U-duality in quantum M2-branes and gauged supergravities

Abstract: In this paper, we study the relation of the M2-brane with fluxes and monodromy in $SL(2,\mathbb{Z})$, which has a quantum discrete supersymmetric spectrum with finite multiplicity, and type IIB gauged supergravities in nine dimensions. $SL(2,\mathbb{Z})$ is the group of isotopy classes of the area preserving diffeomorphisms. The global description of these M2-branes we are considering is formulated on twisted torus bundles, and they are classified in terms of $H^2(\Sigma,\mathcal{Z}_{\mathcal{\rho}})$, or equivalently, by their coinvariants for a given monodromy subgroup. We find the 'gauge' symmetries between equivalent M2-branes, on torus bundles with monodromy, that leads to $\mathbb{R}$, $SO(2)$ or $SO(1,1)$, the symmetry groups of type IIB gauged supergravities in 9d. We obtain an explicit relation between the equivalent classes of M2-brane bundles and the mass parameters that classify the gaugings of type IIB supergravities in 9d.

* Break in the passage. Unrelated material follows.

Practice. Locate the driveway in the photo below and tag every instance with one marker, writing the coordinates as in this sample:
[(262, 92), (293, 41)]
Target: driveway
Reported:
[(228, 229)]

We also find that the symmetries, between inequivalent M2-branes on twisted torus bundles for a given monodromy, are related with $\mathbb{Z}$, $\mathcal{Z}3$, $\mathcal{Z}_5$, $\mathcal{Z}_9$ or $\mathcal{Z}{2n-7}$ for $n\geq 5$, the U-duality symmetry group, a subgroup of $SL(2,\mathbb{Z})$. In distinction, in the case without monodromy, related to type II maximal supergravity at low energies, its U-duality group corresponds to the full $SL(2,\mathbb{Z})$.